Allein die Tatsache das dieser Lösung auf etwa 150 Euronen kommt, war für mich Grund genug,
mir eine etwas günstigere Lösung zu überlegen.
Dabei raus kam die auf den nachfolgenden Bildern gezeigte Konstruktion.
Zur Verwendung kamen, außer dem 12V PC-Lüfter, lauter Teile die im Baumarkt zu bekommen sind.
Zu finden in den Abteilungen Heizung / Sanitär, KFZ-Zubehör und ....... Körperpflege :-)
 
 
Mein größtes Problem bestand darin, den Strömungskanal vom Durchmesser des Lüfters
auf den Durchmesser des Abflussrohres zu reduzieren.
Die Idee, hierfür einen Plastik - Zahnputzbecher zu verwenden, finde ich geradezu genial :-)
Daß ich diesen zufällig farblich passend zu meiner Sphinx Montierung bekommen hab,
setzt dem ganzen Projekt dann noch die Krone auf :-)))
Der Becher bekam eine dem Maß des Lüfterrohres entsprechende Bohrung in den Boden,
und wurde auf exakt die Länge gekürzt, bei der die beiden Durchmesser Becher - Lüfter übereinstimmten.

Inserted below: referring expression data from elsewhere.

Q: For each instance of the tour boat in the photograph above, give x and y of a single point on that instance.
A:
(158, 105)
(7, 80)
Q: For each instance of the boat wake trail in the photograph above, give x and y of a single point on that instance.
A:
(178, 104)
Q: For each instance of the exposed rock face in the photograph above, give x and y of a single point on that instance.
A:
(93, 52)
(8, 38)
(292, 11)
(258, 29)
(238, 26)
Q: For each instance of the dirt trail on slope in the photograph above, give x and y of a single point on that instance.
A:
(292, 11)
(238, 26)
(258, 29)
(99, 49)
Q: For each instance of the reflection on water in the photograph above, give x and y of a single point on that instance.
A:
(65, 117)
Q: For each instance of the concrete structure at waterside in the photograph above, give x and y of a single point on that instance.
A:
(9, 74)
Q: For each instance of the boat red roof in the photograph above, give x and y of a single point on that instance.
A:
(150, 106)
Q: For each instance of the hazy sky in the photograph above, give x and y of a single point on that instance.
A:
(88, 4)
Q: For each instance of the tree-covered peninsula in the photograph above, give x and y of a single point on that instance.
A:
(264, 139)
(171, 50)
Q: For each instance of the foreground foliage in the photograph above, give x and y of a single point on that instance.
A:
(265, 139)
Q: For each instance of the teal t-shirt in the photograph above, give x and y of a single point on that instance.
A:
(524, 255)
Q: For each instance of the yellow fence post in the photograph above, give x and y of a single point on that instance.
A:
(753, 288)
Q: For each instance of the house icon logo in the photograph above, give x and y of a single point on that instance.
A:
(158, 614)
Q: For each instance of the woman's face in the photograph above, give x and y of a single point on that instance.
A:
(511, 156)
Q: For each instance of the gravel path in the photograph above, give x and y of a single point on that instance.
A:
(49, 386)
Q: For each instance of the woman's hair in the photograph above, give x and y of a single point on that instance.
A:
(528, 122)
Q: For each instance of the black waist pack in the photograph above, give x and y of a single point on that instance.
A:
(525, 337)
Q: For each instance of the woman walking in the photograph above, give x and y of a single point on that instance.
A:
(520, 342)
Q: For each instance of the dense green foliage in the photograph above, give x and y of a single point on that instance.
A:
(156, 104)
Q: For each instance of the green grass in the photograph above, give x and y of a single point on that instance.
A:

Den unteren Montagerahmen des Lüfters hab ich mit dem Dremel etwas bearbeitet und so ließ
er sich ohne Schwierigkeiten einsetzen.
Den Becher hab ich dann mit einem Spezialkleber direkt auf die Schraubmuffe geklebt.
 
 
Zur Funktion:
Die Aussenluft wird vom Lüfter durch einen zwischen den beiden Rohrverschraubungen sitzenden
und somit ganz leicht zu wechselnden Microfilter, bis direkt vor den Fangspiegel geblasen.
 
 
Um eine gute Zirkulation zu gewährleisten, ist das Rohr an dessen Ende verschlossen und die Luft
strömt durch entsprechend gebohrte Öffnungen seitlich nach hinten in den Tubus.
 
 
Da der vordere Durchmesser der Rohrkupplung (das schwarze Teil) etwa 5 mm weniger hat als der
2" Auszug, kann genau hier die Luft wieder ausströmen, was sie auch deutlich spürbar tut :-) 
Der im Durchmesser wesentlich größere hintere Teil der Kupplung verhindert ein zu weites und damit
für den Fangspiegel möglicherweise sehr "ungesundes" Einschieben des Lüfterrohres.
 
 
Die Materialkosten für den Lüfterstab betrugen sich bei mir auf insgesamt 22,30 Euro.
Der Arbeitsaufwand hält sich mit gerade mal 2 Stunden ebenfalls in Grenzen.
 
Für einen ausgiebigen Praxistest fehlte mir bislang noch die Gelegenheit, bzw. Notwendigkeit.
Aufgrund des hohen Luftdurchflusses müßte sich die Auskühlzeit in Zukunft aber auf die Spiegelmaterial
bedingte Dauer beschränken, und nur noch gering oder gar nicht von der Bauart des SC beeinflusst werden.